Gara o affidamento diretto? Il nodo della gestione degli impianti sportivi

In un recente parere reso dall’Autorità Garante della Concorrenza e del Mercato (AGCM), viene sollevata una questione centrale nel diritto sportivo e amministrativo: quando un ente pubblico può affidare direttamente un impianto sportivo — o al contrario debba ricorrere a gare pubbliche — senza violare i principi di concorrenza, trasparenza e parità di trattamento.


Contesto e fattispecie

Nei documenti esaminati, si osserva come i Comuni — proprietari degli impianti sportivi — abbiano diverse opzioni per la loro gestione. Possono scegliere:

  1. di gestirli in proprio, tramite enti strumentali interni (aziende speciali, società partecipate),
  2. o di esternalizzarne la gestione, affidandola a soggetti terzi tramite procedure competitive.
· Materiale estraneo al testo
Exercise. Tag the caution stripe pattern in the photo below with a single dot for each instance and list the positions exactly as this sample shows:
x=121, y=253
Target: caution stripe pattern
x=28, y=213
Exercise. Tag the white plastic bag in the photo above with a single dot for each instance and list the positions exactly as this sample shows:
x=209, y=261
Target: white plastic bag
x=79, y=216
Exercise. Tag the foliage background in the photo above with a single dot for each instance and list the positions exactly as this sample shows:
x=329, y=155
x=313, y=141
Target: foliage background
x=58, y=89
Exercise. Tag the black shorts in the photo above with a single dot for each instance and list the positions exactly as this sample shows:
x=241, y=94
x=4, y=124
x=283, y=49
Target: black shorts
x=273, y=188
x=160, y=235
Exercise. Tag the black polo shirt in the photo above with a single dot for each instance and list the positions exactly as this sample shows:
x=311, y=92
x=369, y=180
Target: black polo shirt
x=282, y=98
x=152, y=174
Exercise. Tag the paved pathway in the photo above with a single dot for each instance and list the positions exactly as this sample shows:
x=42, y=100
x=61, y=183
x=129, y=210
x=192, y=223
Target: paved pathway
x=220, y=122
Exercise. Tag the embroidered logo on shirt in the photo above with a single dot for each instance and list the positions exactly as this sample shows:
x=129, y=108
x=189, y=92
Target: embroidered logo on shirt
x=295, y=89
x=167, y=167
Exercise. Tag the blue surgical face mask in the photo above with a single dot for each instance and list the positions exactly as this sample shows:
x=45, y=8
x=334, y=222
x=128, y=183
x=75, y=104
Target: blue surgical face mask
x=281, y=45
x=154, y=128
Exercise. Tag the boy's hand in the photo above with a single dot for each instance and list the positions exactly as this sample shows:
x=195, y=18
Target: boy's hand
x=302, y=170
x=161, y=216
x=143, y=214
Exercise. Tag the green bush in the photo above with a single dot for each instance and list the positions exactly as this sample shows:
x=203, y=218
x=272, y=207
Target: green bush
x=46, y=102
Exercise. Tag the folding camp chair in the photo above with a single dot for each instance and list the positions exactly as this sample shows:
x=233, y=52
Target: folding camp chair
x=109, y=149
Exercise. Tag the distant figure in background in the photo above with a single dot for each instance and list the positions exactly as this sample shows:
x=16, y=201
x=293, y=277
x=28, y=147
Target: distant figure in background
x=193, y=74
In un caso concreto, un Comune aveva deciso di affidare la concessione d’uso dell’impianto a un’associazione dilettantistica già gestore uscente, con procedura “selettiva” ma “non contendibile” — ovvero, senza una reale gara aperta. Ciò è stato oggetto di contestazione da parte dell’AGCM. 

Tra i criteri richiesti dal bando: l’iscrizione alla federazione sportiva competente, la localizzazione della sede nel territorio comunale, una “preferenza” per le associazioni operanti nel Comune. Il gestore uscente è risultato l’unico partecipante. 

Il bando prevedeva che il gestore assumesse attività collaterali (bar, scuole sportive, vendita articoli) e beneficiasse del regime economico stante, senza assumersi costi significativi — ad esempio, le spese dell’energia elettrica rimanevano a carico del Comune. 


I rilievi dell’AGCM: principi infranti e rischi

Obbligo di evidenza pubblica

L’Autorità rileva che, anche quando la normativa sportiva attribuisce un “favor” alle associazioni sportive dilettantistiche, tale favoritismo non può annullare l’obbligo di rispettare le regole del Codice dei contratti pubblici (d. lgs. n. 36/2023), che impone gare pubbliche per la concessione di servizi, salvo condizioni specifiche che giustifichino eccezioni. 

Criteri discriminatori

L’AGCM contesta l’adozione di criteri legati territorialmente (sede nel Comune, prevalenza locale), ritenendoli “indebitamente restrittivi” ai fini della partecipazione. Tali vincoli, secondo l’Autorità, possono compromettere la libertà di stabilimento e la concorrenza garantita dal diritto dell’Unione europea.

Contesto di partecipazione limitato

Il fatto che si presenti un solo offerente (e che sia il gestore uscente) rafforza il sospetto che la procedura non sia stata veramente competitiva. Quando i regimi di partecipazione sono troppo stringenti, si rischia di svuotare di significato la gara.

Durata e regime economico

L’Autorità mette in discussione la durata della concessione (potenzialmente fino a 20 anni in caso di interventi di ammodernamento) e il fatto che il gestore non sopporti alcune spese di esercizio (energia, ad esempio). Tali condizioni possono risultare sproporzionate rispetto alla finalità e al corretto equilibrio dell’affidamento. 


Implicazioni giuridiche e spunti pratici

Il caso solleva alcune “linee guida” che ogni ente locale dovrebbe considerare quando intende affidare la gestione di impianti sportivi:

  • Anche se la normativa sportiva può valorizzare il ruolo delle associazioni dilettantistiche, questa previsione non consente di evitare le regole fondamentali della contrattualistica pubblica.
  • I criteri di selezione devono essere proporzionati, trasparenti e non discriminatori, evitando preclusioni territoriali o richieste troppo restrittive di requisiti che escludono potenziali concorrenti.
  • Le procedure devono garantire effettivo confronto tra operatori, pena il rischio di invalidazione dell’affidamento.
  • Il regime economico e la durata dell’affidamento vanno calibrati in modo equilibrato: condizioni troppo favorevoli al gestore (a scapito dell’ente concedente) o lunghi vincoli possono risultare illegittimi.
  • In casi ove non sia obbligatoria la gara, l’ente può ricorrere a procedure negoziate, invitando multiple imprese, sempre nel rispetto dei principi di rotazione, imparzialità e trasparenza.